The stakes are high since just 17% of Avaya accounts overlap with Nortel’s, and competitors are gunning for the rest with attractive deals. “These customers are a pretty loyal base,” says Zeus Kerravala, an analyst with Yankee Group. “But they’re loyal to Nortel, not Avaya.” Historically, until Cisco entered the VoIP market, very few telephony customers shifted from one vendor to another, Kerravala says, and the recent turmoil of Nortel’s bankruptcy and Avaya’s purchase of its telephony business puts Nortel customers in play.

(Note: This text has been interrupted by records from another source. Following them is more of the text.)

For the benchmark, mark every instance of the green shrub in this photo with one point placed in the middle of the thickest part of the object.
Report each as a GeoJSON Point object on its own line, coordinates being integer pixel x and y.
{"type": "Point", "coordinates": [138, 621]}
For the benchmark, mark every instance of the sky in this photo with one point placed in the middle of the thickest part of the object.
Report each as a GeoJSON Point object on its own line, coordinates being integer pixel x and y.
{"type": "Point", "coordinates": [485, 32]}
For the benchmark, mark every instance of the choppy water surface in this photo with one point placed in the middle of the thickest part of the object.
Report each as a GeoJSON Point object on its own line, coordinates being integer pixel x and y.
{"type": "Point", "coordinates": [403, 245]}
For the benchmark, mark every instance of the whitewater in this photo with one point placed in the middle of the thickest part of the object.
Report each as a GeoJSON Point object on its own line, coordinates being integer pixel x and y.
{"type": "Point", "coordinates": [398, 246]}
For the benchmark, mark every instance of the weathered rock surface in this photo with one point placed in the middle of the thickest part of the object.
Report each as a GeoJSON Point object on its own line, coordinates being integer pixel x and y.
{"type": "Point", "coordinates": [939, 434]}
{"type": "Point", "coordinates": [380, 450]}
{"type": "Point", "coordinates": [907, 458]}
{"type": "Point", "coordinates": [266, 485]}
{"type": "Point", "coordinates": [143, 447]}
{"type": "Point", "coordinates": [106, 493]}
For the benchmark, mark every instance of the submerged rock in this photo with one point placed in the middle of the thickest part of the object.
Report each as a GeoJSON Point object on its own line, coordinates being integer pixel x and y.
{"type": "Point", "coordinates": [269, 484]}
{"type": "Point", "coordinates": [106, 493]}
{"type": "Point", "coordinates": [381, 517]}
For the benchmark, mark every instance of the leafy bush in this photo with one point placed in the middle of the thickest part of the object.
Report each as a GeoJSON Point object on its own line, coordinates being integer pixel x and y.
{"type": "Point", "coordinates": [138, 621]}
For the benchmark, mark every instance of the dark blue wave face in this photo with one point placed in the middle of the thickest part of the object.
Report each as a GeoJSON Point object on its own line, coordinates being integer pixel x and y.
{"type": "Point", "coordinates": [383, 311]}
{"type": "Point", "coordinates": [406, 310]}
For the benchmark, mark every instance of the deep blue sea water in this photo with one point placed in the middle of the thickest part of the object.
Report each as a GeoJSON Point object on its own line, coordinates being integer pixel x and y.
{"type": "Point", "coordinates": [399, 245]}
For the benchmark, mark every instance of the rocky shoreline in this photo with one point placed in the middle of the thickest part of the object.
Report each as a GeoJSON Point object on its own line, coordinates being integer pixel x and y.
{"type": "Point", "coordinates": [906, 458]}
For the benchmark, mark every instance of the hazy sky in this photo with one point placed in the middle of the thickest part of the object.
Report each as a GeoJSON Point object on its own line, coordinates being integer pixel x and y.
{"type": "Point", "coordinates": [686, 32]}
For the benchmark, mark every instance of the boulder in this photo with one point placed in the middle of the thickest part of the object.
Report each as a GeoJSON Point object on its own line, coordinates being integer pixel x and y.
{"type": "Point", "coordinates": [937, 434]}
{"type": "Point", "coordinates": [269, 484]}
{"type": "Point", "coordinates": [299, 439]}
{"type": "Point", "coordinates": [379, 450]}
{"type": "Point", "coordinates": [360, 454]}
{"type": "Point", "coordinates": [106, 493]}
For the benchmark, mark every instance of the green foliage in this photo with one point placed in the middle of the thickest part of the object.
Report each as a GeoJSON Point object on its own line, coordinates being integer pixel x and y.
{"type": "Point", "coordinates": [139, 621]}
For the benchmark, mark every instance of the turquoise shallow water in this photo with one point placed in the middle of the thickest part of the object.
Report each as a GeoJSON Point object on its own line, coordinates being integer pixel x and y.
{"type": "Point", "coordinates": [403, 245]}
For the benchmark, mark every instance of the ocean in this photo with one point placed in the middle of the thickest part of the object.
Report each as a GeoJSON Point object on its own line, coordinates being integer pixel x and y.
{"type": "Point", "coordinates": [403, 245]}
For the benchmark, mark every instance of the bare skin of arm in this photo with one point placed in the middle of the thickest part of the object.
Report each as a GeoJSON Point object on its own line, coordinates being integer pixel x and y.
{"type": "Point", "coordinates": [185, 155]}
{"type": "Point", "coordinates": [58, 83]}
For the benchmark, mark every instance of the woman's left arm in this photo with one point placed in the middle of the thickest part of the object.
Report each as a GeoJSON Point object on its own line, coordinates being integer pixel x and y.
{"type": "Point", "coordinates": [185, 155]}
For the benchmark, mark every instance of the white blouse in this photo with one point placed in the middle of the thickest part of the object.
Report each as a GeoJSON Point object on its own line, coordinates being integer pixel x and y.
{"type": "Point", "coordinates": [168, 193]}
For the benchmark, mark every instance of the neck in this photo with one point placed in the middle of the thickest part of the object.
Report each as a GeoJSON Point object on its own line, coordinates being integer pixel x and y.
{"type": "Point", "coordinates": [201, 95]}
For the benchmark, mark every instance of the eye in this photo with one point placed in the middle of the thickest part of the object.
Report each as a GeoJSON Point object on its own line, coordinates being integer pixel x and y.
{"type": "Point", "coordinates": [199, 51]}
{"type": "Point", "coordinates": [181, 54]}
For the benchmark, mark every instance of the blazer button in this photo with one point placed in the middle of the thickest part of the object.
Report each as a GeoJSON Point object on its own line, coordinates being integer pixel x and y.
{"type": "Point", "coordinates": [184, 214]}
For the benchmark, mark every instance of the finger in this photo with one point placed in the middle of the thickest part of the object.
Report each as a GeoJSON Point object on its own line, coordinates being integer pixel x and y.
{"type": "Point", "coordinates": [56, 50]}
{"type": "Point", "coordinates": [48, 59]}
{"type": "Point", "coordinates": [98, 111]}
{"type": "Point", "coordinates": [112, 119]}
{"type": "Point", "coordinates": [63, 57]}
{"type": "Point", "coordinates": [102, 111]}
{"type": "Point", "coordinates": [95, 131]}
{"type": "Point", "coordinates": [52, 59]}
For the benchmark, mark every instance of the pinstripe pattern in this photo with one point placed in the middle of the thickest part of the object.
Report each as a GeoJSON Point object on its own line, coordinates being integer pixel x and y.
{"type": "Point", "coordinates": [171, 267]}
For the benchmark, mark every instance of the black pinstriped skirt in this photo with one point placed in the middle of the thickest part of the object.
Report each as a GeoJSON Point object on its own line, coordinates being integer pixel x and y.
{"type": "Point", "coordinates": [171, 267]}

Surprisingly, the purchase of Nortel by Avaya didn’t result in Avaya catapulting to the top of the IP telephony market as some analysts expected. With Nortel and Avaya ranking solidly among the top five for years with very nearly equal shares of the market led people to think combining the two would result in a formidable lead for Avaya, says Matthius Machowinski, an analyst with Infonetics. “We expected them to be ahead of everyone else,” he says.